I just read The Meaning of the Bible: What the Jewish Scriptures and Christian Old Testament Can Teach Us (HarperOne, November 2011) by Douglas A. Knight and Amy-Jill Levine, both of Vanderbilt University. I think it is a great resource for students of the Bible, I want to recommend it wholeheartedly.
Running about 450 pages, this book is best described as a balanced, succinct, and readable introduction to reading the Bible rooted in the broader historical-critical academic conversation, while also helping readers see the implications of that conversation for understanding what the Bible means.
In other words, what’s the payoff for everyday readers being down with modern biblical scholarship? The answer is a lot.
One can also describe the book as a wonderful resource for students asking what scholars are saying about any one of a number of issues pertaining to Old Testament scholarship.
Anyone abreast of the scholarly issues will read Knight and Levine’s assessment of, say, the exodus and the conquest, and see immediately that they are actually trying to help readers, not blast them. But by “helping” readers, they are not trying to defend the Bible–and equating helping and defending is a common mistake in the Evangelical mindset.
The alternative, likewise a caricature of Evangelicalism, is unbounded skepticism, but clearly our authors are not of that mold. Rather, they offer sober judgments and leave readers feeling like their Bible has been put in context, not deconstructed.
I can see that for conservative Evangelicals, the methodology and conclusions of the authors will pose obstacles, if not provide clear evidence of compromise with “unbelief,” but this book deserves much more serious attention.

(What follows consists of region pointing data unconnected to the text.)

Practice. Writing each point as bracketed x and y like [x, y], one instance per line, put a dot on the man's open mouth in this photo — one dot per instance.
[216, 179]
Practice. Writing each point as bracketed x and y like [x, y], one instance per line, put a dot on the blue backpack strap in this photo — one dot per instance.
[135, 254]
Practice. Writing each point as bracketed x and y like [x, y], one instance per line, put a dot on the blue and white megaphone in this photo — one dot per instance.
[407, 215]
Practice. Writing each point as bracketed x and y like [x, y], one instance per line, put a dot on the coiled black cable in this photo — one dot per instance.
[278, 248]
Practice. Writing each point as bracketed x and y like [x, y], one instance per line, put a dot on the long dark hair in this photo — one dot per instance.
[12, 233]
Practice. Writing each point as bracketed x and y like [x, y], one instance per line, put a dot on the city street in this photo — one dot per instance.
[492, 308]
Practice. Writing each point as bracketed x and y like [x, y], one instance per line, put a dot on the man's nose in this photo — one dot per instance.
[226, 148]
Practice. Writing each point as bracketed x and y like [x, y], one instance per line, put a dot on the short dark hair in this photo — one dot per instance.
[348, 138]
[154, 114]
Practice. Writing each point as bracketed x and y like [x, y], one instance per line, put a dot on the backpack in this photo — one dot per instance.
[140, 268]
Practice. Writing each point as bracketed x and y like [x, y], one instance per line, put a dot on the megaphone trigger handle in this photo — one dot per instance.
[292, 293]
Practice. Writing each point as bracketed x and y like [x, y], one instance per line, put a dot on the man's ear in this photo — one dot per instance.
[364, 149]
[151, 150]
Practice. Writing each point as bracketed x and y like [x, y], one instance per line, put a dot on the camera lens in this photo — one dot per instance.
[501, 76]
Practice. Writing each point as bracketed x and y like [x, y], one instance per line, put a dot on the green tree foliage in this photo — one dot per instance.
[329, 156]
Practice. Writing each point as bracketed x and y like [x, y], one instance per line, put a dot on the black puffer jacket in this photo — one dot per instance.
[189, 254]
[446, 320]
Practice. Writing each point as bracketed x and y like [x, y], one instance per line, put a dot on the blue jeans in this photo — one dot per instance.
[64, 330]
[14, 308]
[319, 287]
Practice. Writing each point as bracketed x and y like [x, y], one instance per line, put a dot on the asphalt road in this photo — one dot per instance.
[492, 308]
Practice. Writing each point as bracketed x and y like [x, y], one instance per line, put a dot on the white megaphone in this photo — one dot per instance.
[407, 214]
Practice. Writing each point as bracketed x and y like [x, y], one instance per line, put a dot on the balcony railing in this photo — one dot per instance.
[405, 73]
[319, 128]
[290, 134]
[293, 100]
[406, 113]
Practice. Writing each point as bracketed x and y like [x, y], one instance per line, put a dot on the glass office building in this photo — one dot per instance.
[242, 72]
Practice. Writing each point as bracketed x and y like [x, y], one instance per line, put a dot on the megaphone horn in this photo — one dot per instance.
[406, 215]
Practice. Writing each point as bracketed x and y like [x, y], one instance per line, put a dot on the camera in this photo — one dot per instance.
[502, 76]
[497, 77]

If anything, I would hope that this book could provide a balance to the more apologetic treatments of Scripture that beset Evangelicalism, most recently Do Historical Matters Matter to Faith?: A Critical Appraisal of Modern and Postmodern Approaches to Scripture. I want to appeal especially to readers who might not be familiar with historical-critical scholarship, but who, after reading this book, might be tempted to conclude that non-Evangelical biblical scholarship is bankrupt, with little to offer the discerning faithful reader.
The Meaning of the Bible is divided into four parts and each of the fourteen chapters treats a particular theme. It is not immediately clear what function the four parts has, except perhaps to break up the content for readers.
The themes covered are:
The History of Ancient Israel (overview of the Old Testament and reconstructions of history)
The Literary Heritage of Israel (translation, literary conventions, authorship issues)
Land and Settlement (Israel’s environs, topography, settlement of the land)
Law and Justice (written and oral law, law in the ancient world)
The Divine (names of God, portraits of God, one God among many gods)
The Cultus (tabernacle, temple, priests, sacrifice)
Chaos and Creation (creation texts in ancient Near Eastern context)
Continuation and Contemplation (Israel’s search for a home and the birth of apocalyptic)
Self and Other (Israel’s identity vis-a-vis the surrounding peoples)
Sexuality (marriage, divorce, adultery, abortion, sexual abuse)
Politics and Economy (tribes, clans, households, cities, nation-states)
Diaspora (loss of the northern kingdom, exile of the southern, and their aftermath)
Critique and Reform (prophetic tradition and Israel’s historians as critics)
Wisdom and Theodicy (biblical and postbiblical wisdom traditions)
You can see a lot is packed in to these fourteen chapters.
Bottom line: If you read this book and grasp the issues, you will have a great working knowledge of reading the Old Testament in our modern world. If you are going to seminary, or just got out and didn’t pay attention, or if you’re just plain curious about the Old Testament, this is a book you will want to have.